David B est un triste fabuliste, un onirologue maladif, un clown désabusé qui raconte devant un feu glacé ses propres contes noirs, ressassant sans cesse les mêmes thèmes : armes blanches biscornues, armures bigarrées, démons et monstres enlacés, ombres et objets vivants avec son trait si particulier au hiératisme aplati et douloureux, sorte de Marjane Satrapi horrifique aux noirs trempés dans de l'atrabile. Chaque trait, épais et gras, semble être le rebord d'un abysse donnant sur un puits sans fond, une frontière sur un tout autre monde onirique, celui des monstres sous le lit, des fantômes enchaînés et des ogres colorés et qui avait déjà nourri l'imaginaire des vieux conteurs antiques.
David B est friand d'Histoire, de mythes et de légendes, il l'a dit dans l'Ascension du Haut Mal et n'a cessé de le prouver dans ses BD ultérieures. Il n'est donc pas étonnant qu'il investisse le monde fertile du Japon, son univers de samouraïs aux armures pimpantes et de mille démons. Mais attention, ici nulles batailles de Sekigahara ou de Musashi Miyamoto ! Déjà, dans sa Lecture des Ruines, il relatait la guerre des tranchées, collusion tragique entre la fin du XIXe siècle grinçant et le début de l'âge moderne. Ici la dynamique est semblable à l'ère Meiji : les samouraïs ont perdu le droit de porter le sabre, la police possède des fusils, les étrangers déferlent sur le pays enfin ouvert et le train à vapeur sillonne les montagnes. L'effritement lente et inexorable du Japon romantique des mangas et des films en costumes et où le merveilleux n'est plus présent que par bribes...

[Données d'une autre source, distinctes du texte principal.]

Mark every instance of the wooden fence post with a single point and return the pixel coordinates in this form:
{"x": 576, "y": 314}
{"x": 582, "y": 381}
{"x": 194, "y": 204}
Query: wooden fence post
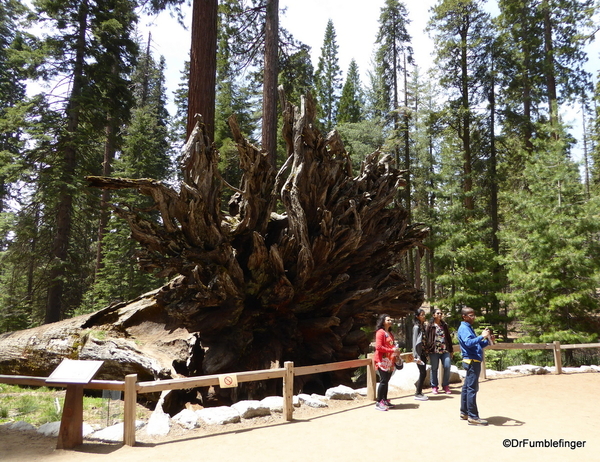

L'auteur conserve son style très froid même s'il reste dans cet album parcimonieux en grandes fresques symbolistes et surréalistes. Il mêle à son inspiration japonisante une ambiance et des motifs tout personnels, plutôt hermétiques, partant dans tous les sens comme les épées que brandissent ses personnages et qui peuvent aisément laisser le lecteur non-averti sur le pas de la porte de ses ténèbres. Il semble en effet manquer un petit quelque chose pour que la magie prenne véritablement vie.